Eurozone stability in jeopardy, a new debt crisis looms
Although interest rates in the Netherlands and Germany are also rising, they are rising much faster in Greece and Italy. The yield on a 10-year German government bond, the bund, has risen since the start of this year, from negative 0.27% to positive 1.01%. But that of Italy went from 1.19 to 3.15% and that of Greece itself from 1.17 to 3.63. This means that the spreads have now widened to percentages not seen for a long time. And these can ensure that the euro countries of southern Europe are no longer seen as creditworthy by investors. Harald Benink, professor of economics at the European Union in Tilburg, says investors are demanding higher risk premia from the most indebted countries.

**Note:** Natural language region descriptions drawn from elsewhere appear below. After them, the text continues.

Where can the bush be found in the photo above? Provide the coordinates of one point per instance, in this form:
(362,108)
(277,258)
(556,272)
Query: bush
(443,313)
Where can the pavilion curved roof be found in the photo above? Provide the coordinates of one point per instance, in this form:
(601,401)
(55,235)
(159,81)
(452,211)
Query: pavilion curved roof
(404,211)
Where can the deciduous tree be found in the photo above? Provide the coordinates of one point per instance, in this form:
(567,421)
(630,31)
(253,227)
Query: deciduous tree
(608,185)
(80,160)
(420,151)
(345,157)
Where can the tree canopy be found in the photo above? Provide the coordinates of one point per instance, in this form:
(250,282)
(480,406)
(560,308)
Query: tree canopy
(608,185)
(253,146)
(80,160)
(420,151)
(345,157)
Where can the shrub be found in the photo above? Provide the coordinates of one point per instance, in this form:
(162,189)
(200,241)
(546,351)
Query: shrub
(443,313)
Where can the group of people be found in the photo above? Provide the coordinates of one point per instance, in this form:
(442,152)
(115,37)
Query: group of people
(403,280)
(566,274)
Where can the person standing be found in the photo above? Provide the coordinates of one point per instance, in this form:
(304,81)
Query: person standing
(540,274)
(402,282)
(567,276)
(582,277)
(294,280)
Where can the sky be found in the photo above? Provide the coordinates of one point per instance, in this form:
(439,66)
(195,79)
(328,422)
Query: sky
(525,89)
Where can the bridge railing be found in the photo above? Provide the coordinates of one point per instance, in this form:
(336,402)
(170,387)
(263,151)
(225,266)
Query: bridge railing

A new debt crisis would play into Russian President Putin’s hands as it could tear the united eurozone apart. The widening of spreads coincides with the ECB’s intention to reduce its bond buying program and raise interest rates. This means the fender is falling off.

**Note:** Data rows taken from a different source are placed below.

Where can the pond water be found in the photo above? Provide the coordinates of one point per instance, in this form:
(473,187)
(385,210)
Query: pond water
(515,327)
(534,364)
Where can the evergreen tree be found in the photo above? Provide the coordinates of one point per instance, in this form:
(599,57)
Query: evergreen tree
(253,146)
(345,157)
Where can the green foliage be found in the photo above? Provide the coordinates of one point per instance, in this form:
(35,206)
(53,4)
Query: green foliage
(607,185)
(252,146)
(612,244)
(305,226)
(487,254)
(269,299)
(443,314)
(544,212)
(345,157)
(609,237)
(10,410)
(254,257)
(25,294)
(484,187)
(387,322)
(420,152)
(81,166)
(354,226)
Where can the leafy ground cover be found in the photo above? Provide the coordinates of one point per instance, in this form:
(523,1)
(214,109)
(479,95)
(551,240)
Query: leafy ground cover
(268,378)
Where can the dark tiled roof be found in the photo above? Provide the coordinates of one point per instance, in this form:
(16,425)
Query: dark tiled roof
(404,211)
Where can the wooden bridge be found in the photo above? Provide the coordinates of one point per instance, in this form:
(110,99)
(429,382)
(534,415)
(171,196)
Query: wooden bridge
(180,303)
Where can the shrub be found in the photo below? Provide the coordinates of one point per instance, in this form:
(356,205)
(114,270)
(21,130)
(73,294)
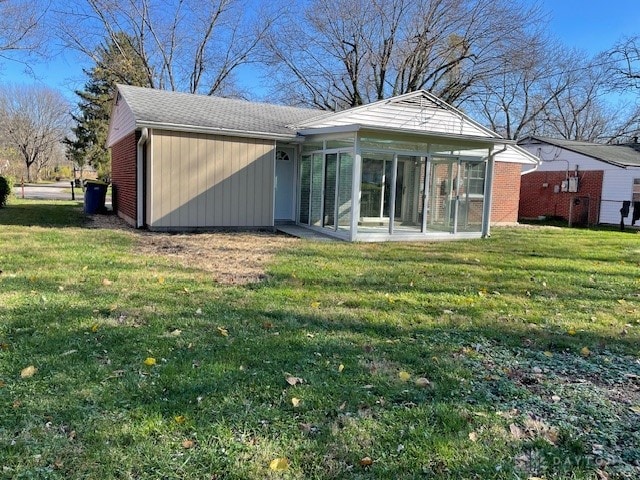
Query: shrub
(6,187)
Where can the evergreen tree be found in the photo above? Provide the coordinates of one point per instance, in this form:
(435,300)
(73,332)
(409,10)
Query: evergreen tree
(118,62)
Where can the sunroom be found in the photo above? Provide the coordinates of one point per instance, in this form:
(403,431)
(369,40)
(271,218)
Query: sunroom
(365,184)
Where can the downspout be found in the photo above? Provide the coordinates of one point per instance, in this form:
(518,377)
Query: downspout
(486,214)
(538,163)
(140,178)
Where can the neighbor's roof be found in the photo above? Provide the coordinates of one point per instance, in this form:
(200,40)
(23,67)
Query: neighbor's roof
(160,108)
(625,155)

A repeat of the 2012 crisis is no longer inconceivable. Then the gaps increased to 6 percentage points. Speculators tried to blow up the euro zone for their own benefit. Economists then gave no more pennies for the survival of the monetary union.
everything that’s necessary
Former ECB President Mario Draghi saved the euro with his “whatever it takes” statement. He promised to use all means to save the euro and set up a support program in which southern European countries received billions of euros in loans from Brussels.
Draghi was lucky that inflation was so low that everything could be taken out. Now the situation is more dangerous. Not only because of high inflation, but also because the ECB already has so much debt on its balance sheet. If spreads exceed 3%, speculators such as hedge funds can detect new opportunities. Ten years later, the debts of the countries of southern Europe in relation to their GDP have only increased. Greece’s public debt now stands at 193% of GDP, Italy’s at 150%, Portugal’s at 127% and Spain’s at 118%. Officially, according to EU agreements, these debts should not exceed 60% of GDP.
A lot of pain for bond investors
If the euro crisis worsens following a recession, the ECB will still have to provide emergency support to the so-called “zero” countries. This is only possible if Italy and Greece implement extreme austerity measures, but it could lead to major social unrest there. Otherwise, the EU will have to act as a savior by issuing bond issues together on behalf of the eurozone countries, which essentially means that the countries give up their financial sovereignty and that a federal Europe is practically a reality.
The German 10-year rate, the benchmark for the euro zone, is now at its highest level since August 2014. Overall, the value of bonds in investment portfolios has already fallen by $8 trillion this year due to of rising interest rates. “It’s been a long time since bond investors have suffered as much from falling prices as they have in recent months. And what stands out most is that they’ve been overwhelmed left and right. right by equity investors,” says Johannes Müller, macroeconomist at DWS. Especially on long-term bonds, such as thirty-year bonds, the losses are huge. Sometimes they go up to a quarter of the value. Losses on existing stock and bond portfolios are also significant for large investors such as pension funds, but they are fortunate to base their funding ratios on the interest rate.